Rebecca se tut. Il lui semblait presque sentir le nœud coulant d’une corde autour de son cou...
— L’avoué, continua Molly, me paraît être un homme raisonnable. Je suis certaine que, si tu lui expliques ta position, il ne pourra que consentir à cette solution.
Rebecca se laissa glisser sur le banc, paralysée par la peur. Penser à l’Angleterre suffisait à ramener à sa mémoire les images de sa fuite éperdue de la maison londonienne de sir Charles Hartington.
Machinalement, elle se frotta les mains contre sa robe, comme s’il lui fallait encore débarrasser ses doigts du sang versé par le baronnet.
Inconsciente de son trouble, Molly s’assit à côté d’elle et conclut:
— Crois-moi, c’est la meilleure solution pour tout le monde... Il n’y a rien ici que tu ne puisses laisser à notre garde pendant six mois, voire même un an s’il le faut.

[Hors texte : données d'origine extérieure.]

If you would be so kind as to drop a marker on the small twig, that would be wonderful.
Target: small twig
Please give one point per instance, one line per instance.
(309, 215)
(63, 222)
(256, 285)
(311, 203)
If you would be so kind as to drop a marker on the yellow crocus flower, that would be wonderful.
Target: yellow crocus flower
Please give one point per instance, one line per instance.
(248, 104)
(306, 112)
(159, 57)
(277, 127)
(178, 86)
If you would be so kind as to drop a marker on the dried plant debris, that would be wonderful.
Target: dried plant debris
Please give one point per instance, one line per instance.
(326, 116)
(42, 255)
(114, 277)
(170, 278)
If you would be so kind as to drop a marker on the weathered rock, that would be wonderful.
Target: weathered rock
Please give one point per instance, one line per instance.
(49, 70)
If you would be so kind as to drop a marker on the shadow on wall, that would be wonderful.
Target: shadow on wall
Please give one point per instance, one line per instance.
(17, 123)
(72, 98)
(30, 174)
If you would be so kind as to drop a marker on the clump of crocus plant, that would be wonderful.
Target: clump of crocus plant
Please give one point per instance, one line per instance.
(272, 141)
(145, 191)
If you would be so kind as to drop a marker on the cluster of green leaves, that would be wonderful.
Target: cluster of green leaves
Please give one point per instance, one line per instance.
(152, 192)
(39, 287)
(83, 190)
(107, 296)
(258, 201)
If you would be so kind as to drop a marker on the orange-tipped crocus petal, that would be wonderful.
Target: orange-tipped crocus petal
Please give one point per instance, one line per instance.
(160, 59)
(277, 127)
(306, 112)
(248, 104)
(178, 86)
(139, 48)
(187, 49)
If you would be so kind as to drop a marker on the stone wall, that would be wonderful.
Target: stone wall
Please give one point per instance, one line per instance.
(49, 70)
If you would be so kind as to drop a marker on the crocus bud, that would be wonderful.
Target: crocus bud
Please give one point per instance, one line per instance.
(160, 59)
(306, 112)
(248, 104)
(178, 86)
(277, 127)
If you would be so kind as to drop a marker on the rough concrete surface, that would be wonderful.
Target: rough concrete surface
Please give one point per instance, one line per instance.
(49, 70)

Les coudes posés sur les genoux, Rebecca enfouit son visage entre ses mains glacées. Sous ses paupières closes se dessina le visage pâle et effrayé de Jamey. « Ne le laisse pas me prendre, maman !» À sa propre terreur de l’avenir qui les attendait faisait écho celle de son fils. Mais, dans son intérêt, n’allait-il pas lui falloir nier sa peur et trahir sa promesse ?
— Je n’ai pas le choix, s’entendit-elle chuchoter. C’est à moi et à moi seule de rendre Jamey à son père...
Mai 1770, Londres, Angleterre
Avec une moue gourmande, Louisa regarda la soie blanche glisser sur le dos noué de muscles de son amant. Nue entre les draps défaits de son grand lit, elle s’étira comme un chat et s’adossa contre les oreillers pour le regarder s'habiller. Comblée par l'heure qu'ils venaient de passer ensemble, elle n’en était pas moins déçue de le voir une fois encore quitter son lit aussitôt leur étreinte terminée.
Elle était pourtant trop avisée pour lui demander de s’attarder auprès d’elle. Louisa Nisdale n’avait aucune envie d’ajouter son nom au bas de la longue liste des ex-maîtresses de lord Stanmore. Depuis deux ans qu’elle était veuve - mais aussi durant les trois années qu’avait duré son ridicule mariage - elle s'était discrètement penchée sur le cas de cet homme aussi insaisissable que le vent.
Samuel Wakefield, comte de Stanmore, n’avait que dédain pour les femmes qui avaient la faiblesse de le flatter ou de se traîner à ses pieds. Son mépris allait aussi aux hommes de sa classe qui se laissaient aller à des penchants qu'il jugeait frivoles. Il ne s’enivrait pas, ne courait pas les catins, ne s’adonnait pas au jeu. Les devoirs liés à son rang et la politique l'intéressaient bien plus. Héros des guerres d’Amérique contre la France, pair du royaume, il était à présent un membre écouté de la Chambre des Lords. À juste titre, il portait fièrement un nom que ses ancêtres avaient honoré en servant leurs monarques depuis Guillaume le Conquérant.